黒いタイツに包まれた脚が、ゆっくりと動く。
そして俺の目の前で止まった。
「ちゃんと責任取らないとね?」
「責任って何の……」
言い終わる前に、柏木さんはにやっと笑った。
「ほら」
とん、と。
柏木さんは足のつま先で俺の胸を軽く押す。
その脚の角度で、彼女のパンツは俺の視界にふわっと溶け込んだ。
タイツに包まれている太ももが微かに光っていて、思わず息を飲む。
「そんなに見てると穴、空くよ?」
「ご、ごめん……」
「触ってみる?」
「……うん」
おそるおそる柏木さんの脚に手を這わせる。
この瞬間なんとも言えないような安心感を覚えた。
「あら、上手ね。でも、そこじゃないよね」
柏木さんは俺の手を引いて、下の方に持っていく。
「綾人くんが一番好きなのは《《足》》、なんでしょ?」
なにもかも見透かされたようで、俺は少し自暴自棄気味になり、柏木さんの足を強く掴んだ。

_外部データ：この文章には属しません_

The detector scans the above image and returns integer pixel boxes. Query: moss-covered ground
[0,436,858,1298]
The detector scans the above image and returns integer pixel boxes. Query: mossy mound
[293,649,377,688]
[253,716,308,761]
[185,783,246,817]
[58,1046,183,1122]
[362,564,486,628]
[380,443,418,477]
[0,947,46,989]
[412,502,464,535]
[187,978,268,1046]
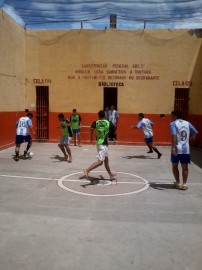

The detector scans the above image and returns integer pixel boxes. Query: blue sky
[0,0,202,29]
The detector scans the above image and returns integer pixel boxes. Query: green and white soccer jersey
[70,114,81,129]
[96,120,110,145]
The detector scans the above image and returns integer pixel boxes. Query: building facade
[0,11,202,148]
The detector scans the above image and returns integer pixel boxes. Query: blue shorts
[72,128,80,134]
[144,137,153,143]
[15,135,32,144]
[171,154,191,164]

この時、自分でも分かるように心臓がバクバクしていた。
「あっ……んっ、んぁ……すこし乱暴だけど……気持ちいいわ……そろそろ続きいいかしら?」
「続きって……?」
「舐めて?」
「えっ?」
「だから舐めてって言ったの、できるでしょ?」
有無を言わさずといった感じで、柏木さんはただ言葉を繰り返すだけ。
そうなったら俺にできることなんてひとつしかなくて――
「あ、ちょっとくすぐったいわね」
俺は一心不乱に柏木さんの足をタイツ越しに舐めていた。
「ストップ……やればできるじゃない。ご褒美よ、そこに座って」
柏木さんに指さされた床に座り込んで彼女の次の指示を待つ。
すると、柏木さんは椅子に深く腰掛けて、俺のヨダレが付いてるタイツを脱ぎ出した。
俺の視線は彼女の下着に釘付けになったまま、動かせそうになかった。
「ほら、頭下げて」
言われた通りに頭を下げる。
次の瞬間柔らかいような硬いような、そんな感触が頭上にかかった。
「黒タイツの生足って、これが正解、でしょ?」
悔しいが、俺の性癖を完璧に理解している柏木さんに頭を上げることができなかったのだった。
そして、次の日、俺の裏垢のフォロワーが一人増えることになるなんて――
この時の俺には想像もできなかった。